When we arrived in town we had a nice lunch and discussed our plans for the rest of the day. I was relieved when Andy suggested that we go to the lodge to relax. I was exhausted and felt that we should be out hiking but was really tired and wanted to nap. So that’s what we did, we napped instead of going on a second hike and it was amazing.
Day 3 Hikes
Our goal on our 3rd day was to wake up early so we could see Fitz Roy mountain with the light hitting the face of the mountain, not behind it. Since we were so far south off the equator the days are long we would have to leave at 5:30am in order to get to the Fitz Roy lookout in time to capture the right light. Windguru told us that the weather would be good in the morning so we decided that after the Fitz Roy lookout we would hike past laguna madre and laguna hija, the 2 lagoons next to laguna capri which we saw on our first day, before we ended at laguna torre, the hike that we were not able to do the day before.

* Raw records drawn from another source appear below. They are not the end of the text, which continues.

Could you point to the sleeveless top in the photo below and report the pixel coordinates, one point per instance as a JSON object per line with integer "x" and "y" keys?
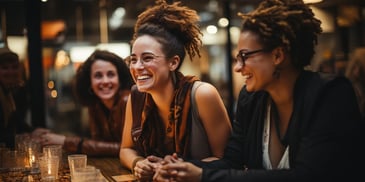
{"x": 284, "y": 161}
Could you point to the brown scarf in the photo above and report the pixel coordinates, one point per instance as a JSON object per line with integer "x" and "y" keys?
{"x": 151, "y": 137}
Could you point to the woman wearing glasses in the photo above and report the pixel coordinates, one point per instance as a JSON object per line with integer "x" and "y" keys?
{"x": 291, "y": 124}
{"x": 159, "y": 119}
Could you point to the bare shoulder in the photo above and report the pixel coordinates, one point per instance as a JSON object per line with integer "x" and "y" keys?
{"x": 205, "y": 91}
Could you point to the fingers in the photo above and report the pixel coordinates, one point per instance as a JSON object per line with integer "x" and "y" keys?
{"x": 144, "y": 170}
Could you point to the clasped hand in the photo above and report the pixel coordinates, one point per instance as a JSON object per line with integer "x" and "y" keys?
{"x": 174, "y": 169}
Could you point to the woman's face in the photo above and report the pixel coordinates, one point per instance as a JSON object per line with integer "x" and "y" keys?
{"x": 104, "y": 80}
{"x": 148, "y": 65}
{"x": 258, "y": 65}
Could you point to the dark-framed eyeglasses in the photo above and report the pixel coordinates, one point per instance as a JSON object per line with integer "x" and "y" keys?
{"x": 145, "y": 59}
{"x": 243, "y": 55}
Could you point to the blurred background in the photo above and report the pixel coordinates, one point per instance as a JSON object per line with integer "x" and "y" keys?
{"x": 53, "y": 37}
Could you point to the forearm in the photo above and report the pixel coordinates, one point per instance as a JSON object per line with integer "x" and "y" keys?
{"x": 128, "y": 157}
{"x": 91, "y": 147}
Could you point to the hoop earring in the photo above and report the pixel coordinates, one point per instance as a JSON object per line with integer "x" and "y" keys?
{"x": 173, "y": 76}
{"x": 276, "y": 73}
{"x": 91, "y": 92}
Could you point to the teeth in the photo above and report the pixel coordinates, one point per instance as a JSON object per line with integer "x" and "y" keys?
{"x": 142, "y": 77}
{"x": 247, "y": 76}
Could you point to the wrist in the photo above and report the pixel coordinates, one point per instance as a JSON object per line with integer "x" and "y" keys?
{"x": 135, "y": 160}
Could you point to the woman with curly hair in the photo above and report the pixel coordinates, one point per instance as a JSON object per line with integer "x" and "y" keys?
{"x": 169, "y": 112}
{"x": 102, "y": 84}
{"x": 291, "y": 124}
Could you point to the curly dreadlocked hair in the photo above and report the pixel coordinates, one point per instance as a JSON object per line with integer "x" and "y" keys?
{"x": 287, "y": 23}
{"x": 174, "y": 26}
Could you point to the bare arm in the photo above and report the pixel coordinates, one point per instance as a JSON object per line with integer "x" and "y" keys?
{"x": 127, "y": 154}
{"x": 214, "y": 117}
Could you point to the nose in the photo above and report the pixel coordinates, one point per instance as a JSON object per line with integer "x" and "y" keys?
{"x": 105, "y": 79}
{"x": 138, "y": 65}
{"x": 237, "y": 67}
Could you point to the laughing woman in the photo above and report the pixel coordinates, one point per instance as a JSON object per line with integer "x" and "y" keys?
{"x": 159, "y": 119}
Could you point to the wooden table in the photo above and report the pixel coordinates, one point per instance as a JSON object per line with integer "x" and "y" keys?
{"x": 109, "y": 167}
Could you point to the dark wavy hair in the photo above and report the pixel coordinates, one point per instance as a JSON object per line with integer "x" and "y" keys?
{"x": 287, "y": 23}
{"x": 82, "y": 84}
{"x": 174, "y": 26}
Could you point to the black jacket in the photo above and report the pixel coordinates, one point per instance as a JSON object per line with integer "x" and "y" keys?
{"x": 323, "y": 136}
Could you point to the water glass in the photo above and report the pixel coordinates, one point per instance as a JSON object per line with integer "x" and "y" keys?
{"x": 48, "y": 166}
{"x": 76, "y": 161}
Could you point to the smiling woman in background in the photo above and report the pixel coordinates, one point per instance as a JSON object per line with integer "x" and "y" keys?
{"x": 102, "y": 84}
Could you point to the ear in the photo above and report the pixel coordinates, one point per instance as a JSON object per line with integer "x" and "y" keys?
{"x": 174, "y": 62}
{"x": 279, "y": 55}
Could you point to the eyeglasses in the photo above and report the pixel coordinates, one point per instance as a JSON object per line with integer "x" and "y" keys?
{"x": 146, "y": 58}
{"x": 242, "y": 56}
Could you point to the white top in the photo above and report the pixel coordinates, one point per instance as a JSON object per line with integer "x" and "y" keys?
{"x": 284, "y": 161}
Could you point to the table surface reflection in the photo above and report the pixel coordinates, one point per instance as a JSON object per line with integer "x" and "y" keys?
{"x": 108, "y": 166}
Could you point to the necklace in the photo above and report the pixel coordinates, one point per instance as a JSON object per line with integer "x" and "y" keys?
{"x": 275, "y": 117}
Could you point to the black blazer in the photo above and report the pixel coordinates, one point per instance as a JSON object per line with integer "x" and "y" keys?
{"x": 323, "y": 135}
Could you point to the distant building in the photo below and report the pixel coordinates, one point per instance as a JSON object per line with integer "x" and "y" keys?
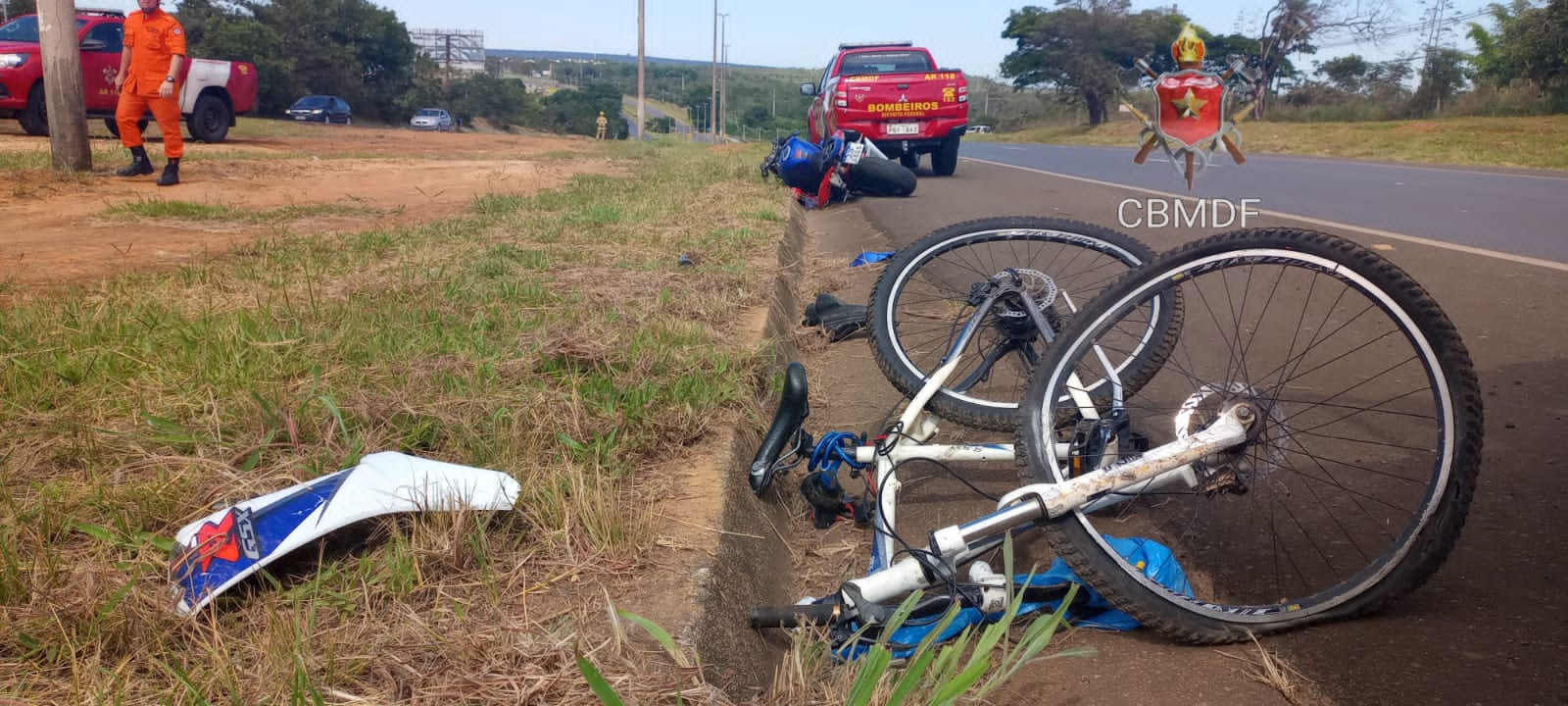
{"x": 460, "y": 51}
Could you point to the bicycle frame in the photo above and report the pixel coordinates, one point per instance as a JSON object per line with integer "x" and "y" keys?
{"x": 1021, "y": 509}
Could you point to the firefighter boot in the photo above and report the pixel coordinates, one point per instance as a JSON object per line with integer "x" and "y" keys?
{"x": 138, "y": 164}
{"x": 172, "y": 173}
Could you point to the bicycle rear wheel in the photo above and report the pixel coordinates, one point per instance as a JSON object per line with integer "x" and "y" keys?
{"x": 924, "y": 297}
{"x": 1356, "y": 480}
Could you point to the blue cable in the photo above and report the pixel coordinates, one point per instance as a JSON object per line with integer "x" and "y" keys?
{"x": 831, "y": 451}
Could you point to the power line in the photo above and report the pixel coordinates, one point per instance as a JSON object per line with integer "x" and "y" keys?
{"x": 1421, "y": 27}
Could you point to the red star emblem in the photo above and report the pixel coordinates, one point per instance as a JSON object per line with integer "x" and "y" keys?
{"x": 217, "y": 541}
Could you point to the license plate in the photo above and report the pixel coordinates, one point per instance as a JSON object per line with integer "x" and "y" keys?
{"x": 854, "y": 154}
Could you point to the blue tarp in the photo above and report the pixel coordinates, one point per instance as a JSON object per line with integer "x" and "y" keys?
{"x": 1090, "y": 611}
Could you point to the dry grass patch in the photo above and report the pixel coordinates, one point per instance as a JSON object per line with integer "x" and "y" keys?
{"x": 1481, "y": 141}
{"x": 551, "y": 336}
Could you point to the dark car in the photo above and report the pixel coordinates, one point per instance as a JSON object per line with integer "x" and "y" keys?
{"x": 321, "y": 109}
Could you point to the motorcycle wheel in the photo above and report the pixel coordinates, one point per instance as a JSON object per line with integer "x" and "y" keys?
{"x": 875, "y": 176}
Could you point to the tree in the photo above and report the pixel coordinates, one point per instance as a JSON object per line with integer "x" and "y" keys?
{"x": 1084, "y": 47}
{"x": 1294, "y": 25}
{"x": 349, "y": 47}
{"x": 1442, "y": 77}
{"x": 1348, "y": 73}
{"x": 1529, "y": 44}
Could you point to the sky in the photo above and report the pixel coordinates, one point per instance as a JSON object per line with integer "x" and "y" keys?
{"x": 963, "y": 35}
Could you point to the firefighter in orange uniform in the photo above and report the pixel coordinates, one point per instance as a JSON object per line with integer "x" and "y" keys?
{"x": 149, "y": 70}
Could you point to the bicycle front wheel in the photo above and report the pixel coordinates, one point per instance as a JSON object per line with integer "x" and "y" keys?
{"x": 1355, "y": 480}
{"x": 924, "y": 297}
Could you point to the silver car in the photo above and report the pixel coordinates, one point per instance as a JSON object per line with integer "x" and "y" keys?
{"x": 431, "y": 120}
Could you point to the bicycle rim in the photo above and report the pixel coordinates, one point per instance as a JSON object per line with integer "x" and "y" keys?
{"x": 1356, "y": 482}
{"x": 924, "y": 302}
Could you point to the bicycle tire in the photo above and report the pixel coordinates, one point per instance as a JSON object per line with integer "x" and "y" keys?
{"x": 908, "y": 357}
{"x": 1199, "y": 526}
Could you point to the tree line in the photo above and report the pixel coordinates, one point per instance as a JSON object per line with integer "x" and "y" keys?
{"x": 1084, "y": 51}
{"x": 363, "y": 54}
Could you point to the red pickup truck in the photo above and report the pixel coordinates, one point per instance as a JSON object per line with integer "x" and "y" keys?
{"x": 896, "y": 94}
{"x": 212, "y": 91}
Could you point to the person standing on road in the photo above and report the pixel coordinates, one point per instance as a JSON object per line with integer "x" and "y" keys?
{"x": 149, "y": 70}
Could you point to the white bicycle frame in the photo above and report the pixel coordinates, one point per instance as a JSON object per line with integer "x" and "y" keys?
{"x": 1157, "y": 468}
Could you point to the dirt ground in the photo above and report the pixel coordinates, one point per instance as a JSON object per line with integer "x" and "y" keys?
{"x": 57, "y": 232}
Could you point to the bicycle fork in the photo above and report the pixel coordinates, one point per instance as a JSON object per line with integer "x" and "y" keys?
{"x": 1026, "y": 506}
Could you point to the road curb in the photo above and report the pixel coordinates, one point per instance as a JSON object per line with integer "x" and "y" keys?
{"x": 752, "y": 562}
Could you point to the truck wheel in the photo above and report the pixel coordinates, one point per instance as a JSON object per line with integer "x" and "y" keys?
{"x": 875, "y": 176}
{"x": 209, "y": 122}
{"x": 33, "y": 118}
{"x": 114, "y": 127}
{"x": 946, "y": 157}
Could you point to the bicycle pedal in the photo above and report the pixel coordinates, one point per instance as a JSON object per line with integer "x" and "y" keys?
{"x": 862, "y": 512}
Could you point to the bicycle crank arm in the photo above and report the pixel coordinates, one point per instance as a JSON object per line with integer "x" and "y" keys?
{"x": 1032, "y": 502}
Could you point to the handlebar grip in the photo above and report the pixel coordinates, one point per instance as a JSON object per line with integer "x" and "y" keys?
{"x": 794, "y": 616}
{"x": 786, "y": 421}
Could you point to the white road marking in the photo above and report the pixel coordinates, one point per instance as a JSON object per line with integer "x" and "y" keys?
{"x": 1316, "y": 222}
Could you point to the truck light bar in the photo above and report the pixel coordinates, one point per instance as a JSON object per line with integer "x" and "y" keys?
{"x": 875, "y": 44}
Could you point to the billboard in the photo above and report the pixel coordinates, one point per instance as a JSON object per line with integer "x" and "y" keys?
{"x": 452, "y": 49}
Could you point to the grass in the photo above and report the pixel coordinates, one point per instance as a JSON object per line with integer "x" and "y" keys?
{"x": 1536, "y": 141}
{"x": 185, "y": 211}
{"x": 551, "y": 336}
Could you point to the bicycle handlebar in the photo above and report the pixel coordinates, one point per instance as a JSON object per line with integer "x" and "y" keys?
{"x": 794, "y": 616}
{"x": 786, "y": 423}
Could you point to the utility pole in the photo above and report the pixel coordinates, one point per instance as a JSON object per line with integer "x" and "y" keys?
{"x": 640, "y": 76}
{"x": 712, "y": 102}
{"x": 63, "y": 101}
{"x": 723, "y": 75}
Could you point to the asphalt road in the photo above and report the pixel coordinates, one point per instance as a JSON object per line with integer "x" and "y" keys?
{"x": 1515, "y": 211}
{"x": 1489, "y": 628}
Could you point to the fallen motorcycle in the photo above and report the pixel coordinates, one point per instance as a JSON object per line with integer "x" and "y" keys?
{"x": 846, "y": 164}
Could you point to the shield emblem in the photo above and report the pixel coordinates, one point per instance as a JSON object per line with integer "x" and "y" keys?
{"x": 1191, "y": 107}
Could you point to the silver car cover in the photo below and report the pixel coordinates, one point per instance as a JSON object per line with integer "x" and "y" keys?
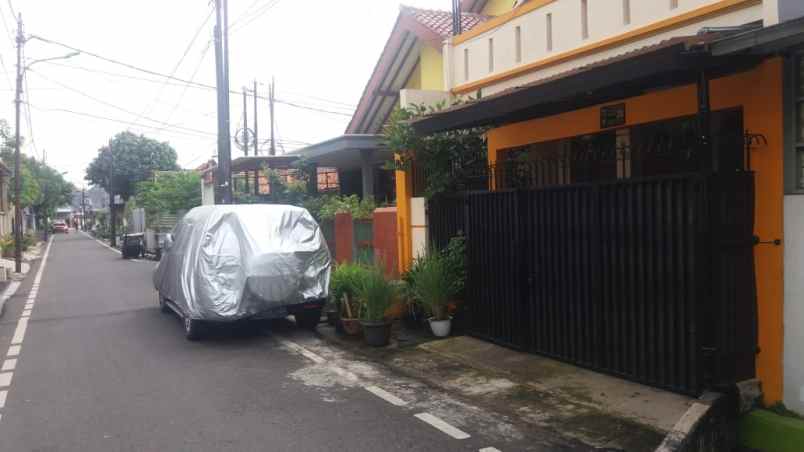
{"x": 230, "y": 262}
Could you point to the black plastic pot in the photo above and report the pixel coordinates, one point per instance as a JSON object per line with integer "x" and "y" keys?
{"x": 377, "y": 334}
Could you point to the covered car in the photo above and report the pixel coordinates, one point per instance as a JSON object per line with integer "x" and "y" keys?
{"x": 233, "y": 262}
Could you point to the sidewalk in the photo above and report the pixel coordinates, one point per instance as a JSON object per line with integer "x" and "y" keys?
{"x": 596, "y": 409}
{"x": 10, "y": 287}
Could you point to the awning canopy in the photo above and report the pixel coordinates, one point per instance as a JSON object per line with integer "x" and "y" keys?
{"x": 674, "y": 62}
{"x": 256, "y": 163}
{"x": 344, "y": 152}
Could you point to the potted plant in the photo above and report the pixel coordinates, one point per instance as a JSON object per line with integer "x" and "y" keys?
{"x": 342, "y": 288}
{"x": 439, "y": 278}
{"x": 376, "y": 296}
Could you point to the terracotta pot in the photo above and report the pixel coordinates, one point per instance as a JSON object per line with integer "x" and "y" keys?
{"x": 351, "y": 326}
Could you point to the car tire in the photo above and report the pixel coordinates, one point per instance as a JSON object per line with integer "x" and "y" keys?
{"x": 163, "y": 305}
{"x": 308, "y": 319}
{"x": 192, "y": 329}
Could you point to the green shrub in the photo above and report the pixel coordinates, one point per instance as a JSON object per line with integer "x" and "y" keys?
{"x": 345, "y": 280}
{"x": 376, "y": 294}
{"x": 435, "y": 280}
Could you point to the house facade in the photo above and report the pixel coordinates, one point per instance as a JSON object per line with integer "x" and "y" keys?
{"x": 585, "y": 93}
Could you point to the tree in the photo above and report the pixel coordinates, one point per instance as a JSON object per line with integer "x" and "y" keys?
{"x": 447, "y": 159}
{"x": 170, "y": 192}
{"x": 43, "y": 188}
{"x": 136, "y": 158}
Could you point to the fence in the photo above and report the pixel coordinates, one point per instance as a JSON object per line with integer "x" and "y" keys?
{"x": 650, "y": 279}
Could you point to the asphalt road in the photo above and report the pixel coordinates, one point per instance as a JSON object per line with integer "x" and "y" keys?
{"x": 100, "y": 368}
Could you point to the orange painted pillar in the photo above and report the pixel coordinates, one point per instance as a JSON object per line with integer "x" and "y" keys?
{"x": 404, "y": 189}
{"x": 385, "y": 240}
{"x": 344, "y": 237}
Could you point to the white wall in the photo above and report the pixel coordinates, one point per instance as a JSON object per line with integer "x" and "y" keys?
{"x": 418, "y": 226}
{"x": 605, "y": 21}
{"x": 794, "y": 302}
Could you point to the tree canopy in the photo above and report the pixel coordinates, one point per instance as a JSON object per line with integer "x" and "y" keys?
{"x": 136, "y": 158}
{"x": 169, "y": 192}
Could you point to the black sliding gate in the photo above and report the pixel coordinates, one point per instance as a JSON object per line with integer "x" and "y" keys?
{"x": 651, "y": 279}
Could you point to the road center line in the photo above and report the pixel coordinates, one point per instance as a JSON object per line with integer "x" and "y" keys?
{"x": 442, "y": 425}
{"x": 385, "y": 395}
{"x": 19, "y": 333}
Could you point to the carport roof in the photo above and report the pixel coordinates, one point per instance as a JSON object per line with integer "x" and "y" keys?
{"x": 343, "y": 152}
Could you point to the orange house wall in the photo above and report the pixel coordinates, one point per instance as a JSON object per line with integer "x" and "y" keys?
{"x": 759, "y": 92}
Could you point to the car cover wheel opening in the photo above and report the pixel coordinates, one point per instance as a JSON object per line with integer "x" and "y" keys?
{"x": 192, "y": 328}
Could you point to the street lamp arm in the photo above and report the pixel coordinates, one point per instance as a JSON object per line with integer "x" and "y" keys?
{"x": 63, "y": 57}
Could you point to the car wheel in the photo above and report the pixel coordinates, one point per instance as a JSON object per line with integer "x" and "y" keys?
{"x": 308, "y": 319}
{"x": 192, "y": 329}
{"x": 163, "y": 304}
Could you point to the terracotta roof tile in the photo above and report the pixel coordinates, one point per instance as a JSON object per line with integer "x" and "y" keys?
{"x": 440, "y": 22}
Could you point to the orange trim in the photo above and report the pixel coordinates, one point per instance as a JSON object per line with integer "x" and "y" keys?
{"x": 633, "y": 35}
{"x": 500, "y": 20}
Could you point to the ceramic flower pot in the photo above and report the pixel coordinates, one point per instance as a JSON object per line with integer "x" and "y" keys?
{"x": 351, "y": 326}
{"x": 441, "y": 328}
{"x": 377, "y": 334}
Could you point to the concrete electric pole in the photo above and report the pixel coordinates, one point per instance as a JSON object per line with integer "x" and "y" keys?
{"x": 17, "y": 172}
{"x": 223, "y": 182}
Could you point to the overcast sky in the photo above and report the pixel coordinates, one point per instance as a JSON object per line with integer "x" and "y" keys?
{"x": 321, "y": 53}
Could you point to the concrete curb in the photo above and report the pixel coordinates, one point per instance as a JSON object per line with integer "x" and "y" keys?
{"x": 8, "y": 293}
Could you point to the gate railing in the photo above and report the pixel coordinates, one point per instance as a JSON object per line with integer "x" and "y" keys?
{"x": 650, "y": 279}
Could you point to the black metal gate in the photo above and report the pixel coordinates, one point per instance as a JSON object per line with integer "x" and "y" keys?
{"x": 650, "y": 279}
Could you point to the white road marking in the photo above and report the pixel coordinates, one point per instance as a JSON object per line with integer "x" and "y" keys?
{"x": 19, "y": 333}
{"x": 385, "y": 395}
{"x": 102, "y": 243}
{"x": 5, "y": 379}
{"x": 442, "y": 425}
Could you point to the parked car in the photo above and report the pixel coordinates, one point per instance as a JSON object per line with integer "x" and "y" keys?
{"x": 60, "y": 227}
{"x": 228, "y": 263}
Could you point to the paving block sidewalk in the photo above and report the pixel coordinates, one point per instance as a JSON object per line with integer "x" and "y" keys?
{"x": 596, "y": 409}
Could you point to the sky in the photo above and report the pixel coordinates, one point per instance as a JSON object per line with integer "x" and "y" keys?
{"x": 319, "y": 52}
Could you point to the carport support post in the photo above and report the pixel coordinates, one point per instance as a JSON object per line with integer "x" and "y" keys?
{"x": 704, "y": 120}
{"x": 367, "y": 172}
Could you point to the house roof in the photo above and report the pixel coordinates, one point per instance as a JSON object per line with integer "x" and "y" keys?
{"x": 673, "y": 62}
{"x": 414, "y": 27}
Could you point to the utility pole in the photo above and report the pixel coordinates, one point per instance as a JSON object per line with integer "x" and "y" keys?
{"x": 256, "y": 143}
{"x": 245, "y": 131}
{"x": 112, "y": 213}
{"x": 83, "y": 209}
{"x": 271, "y": 89}
{"x": 17, "y": 172}
{"x": 223, "y": 179}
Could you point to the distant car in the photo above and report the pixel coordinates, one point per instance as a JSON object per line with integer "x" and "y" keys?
{"x": 227, "y": 263}
{"x": 60, "y": 227}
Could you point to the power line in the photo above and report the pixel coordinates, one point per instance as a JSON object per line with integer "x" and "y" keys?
{"x": 104, "y": 118}
{"x": 172, "y": 77}
{"x": 178, "y": 64}
{"x": 164, "y": 125}
{"x": 192, "y": 78}
{"x": 257, "y": 14}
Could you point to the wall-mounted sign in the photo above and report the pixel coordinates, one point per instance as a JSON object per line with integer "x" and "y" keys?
{"x": 612, "y": 116}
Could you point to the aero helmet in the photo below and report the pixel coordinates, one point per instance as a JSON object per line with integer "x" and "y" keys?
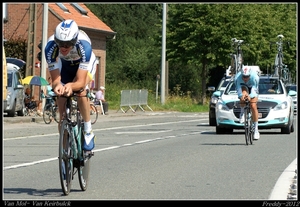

When we had gone to bed the night before the wind was pretty intense and when we woke up it was still intense. This was the first and only time (to date) that windguru had let us down. We decided that since the weather wasn’t great it didn’t make sense to wake up so early so we went back to bed.
After breakfast we hiked to Chorrillo waterfall, one of the easiest hikes in the area. We then grabbed our sandwiches which were in the refrigerator at the lodge and headed towards Mirador de los Condores. When we hit the visitor center, which was located at the start of the hike, we utilized the picnic tables and ate our sandwiches. Per the usual with sandwiches in South America, Andy was not overly impressed with his ham and cheese sandwich. Since it was somewhat windy and overcast, we decided that the view wouldn’t be great and decided to head back to town.
On the main street through town there are also some cool wood sculptures that sit in the median of the road. One of them is a skier and the other is a large hiking backpack. Even though the wind was pretty crazy, we set up the tripod to take some pictures with the large backpack sculpture.
Since the day had turned into kind of a bust, we decided to go to the restaurant that we had eaten at the day before which had working wifi. From there we booked our bus tickets to Mendoza, secured an apartment in Mendoza and loaded some articles. Even though the restaurant wasn’t open when we arrived, we were able to sit on the picnic table outside and use the wifi until they opened.
After we had eaten, we grabbed postcards and a keychain which we will turn into a Christmas ornament then headed over to the bus station. We then hopped on our bus which was our home for a 19.5 hour long bus ride to Bariloche.
El Chalten was what I expected when I thought of Patagonia. From the small town charm of the city to the accessible hiking trails, it was everything that I wanted and needed. I think the best part for me was the number of day treks that were available, making it easy for us to stay in a lodge and still get to see many different parts of the park.
The fact that the weather was nearly perfect when we were in El Chalten I’m sure swayed my opinion of the city, but in general, the weather seems to be much more consistent than Torres del Paine, which we had visited a few days before.